私は今回Google先生に聞くまで全く知りませんでしたので、この場を借りて皆様にご紹介させていただきます。
タマゴ科学研究会のご紹介!
さて、タマゴ科学研究会について詳しく見ていきましょう。
ご興味ある方は下記のホームページからどうぞ。
発足したのは2013年2月で、すでに約4年半の学会活動実績があります。
そしてちゃんと年1回、タマゴシンポジウムも開かれています!
テーマは「タマゴが創る未来の食生活」とのことです。すごいですね。。
私が無知だっただけで、すでに2013年から5年連続で開催されているようですね。
近く(会場は東京)にお住まいの方で、タマゴに関して興味があれば学会に参加してみるのもよいでしょう。
他のどの学会よりも、タマゴに関する最新の知見が得られることは間違いありません。
以前と比べると学会はずいぶん細分化されており、最近ではどんなマイナーな内容でも学会が存在している印象でしたが、タマゴに関する学会も実在しているとは新たな発見でした。
「タマゴとコレステロール」「タマゴの魅力」という今回の質問にパーフェクトな冊子を発行している!
http://japaneggscience.com/information/pdf/eggandcholesterol.pdf
http://japaneggscience.com/information/pdf/appealofegg_revision.pdf
う〜ん、やはりタマゴ科学研究会の名は伊達ではないですね。
タマゴ科学研究会が『タマゴとコレステロール』『タマゴの魅力』に関する最新の知見を完璧にまとめてくださっています。
まさにperfect。。
ホームページから誰でも無料でダウンロードして読むことができます。
もしGoogle先生に聞いても何も見つからなければ、真面目にpubmedで文献を引っ張ってこようかと思っていたのですが、この冊子があれば不要です。
正直、これを隅から隅まで読んでいただければタマゴのコレステロールに関してはこの世で右に出るものはいない、といったレベルに到達できそうです。
血中総コレステロール値と冠動脈疾患による死亡リスクには相関があるが、卵の摂取量と血中コレステロールには相関がない
「タマゴとコレステロール」P.7から引用
上記は非常に有名な図ですね。
血中総コレステロール値が上昇するにつれて、冠動脈疾患による死亡リスクが上がるというものです。

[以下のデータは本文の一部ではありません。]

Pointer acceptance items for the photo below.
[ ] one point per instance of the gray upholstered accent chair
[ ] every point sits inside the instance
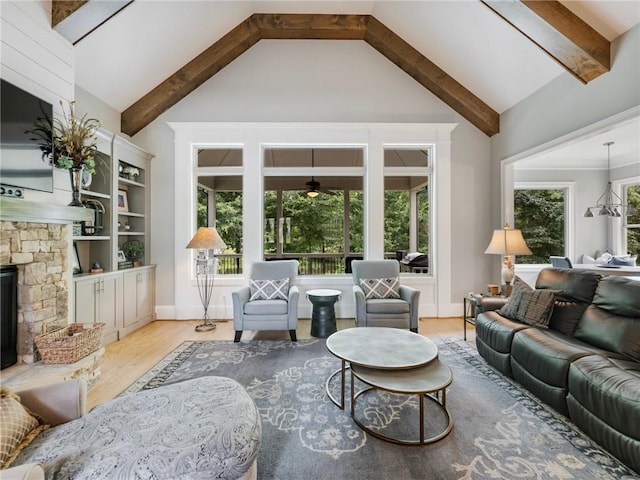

このデータによって、「コレステロールが高くなると動脈硬化が進んで心臓病や脳卒中による死亡率が上がる」と一般的に信じられています。
「タマゴとコレステロール」P.13から引用
卵には他の食品と比べてコレステロールが多く含まれるのは事実ですが、健康な人においては卵を毎日摂取しても血中コレステロール値は変わらないことが報告されています。
それを示すのが上の図です。
卵をほとんど食べない人でも、一日2個異常食べる人でも血中総コレステロール値がかわらないことが見てとれます。
健康な人であれば、日本人の平均卵摂取量である1日1個程度ならば卵を食べても問題なさそうです。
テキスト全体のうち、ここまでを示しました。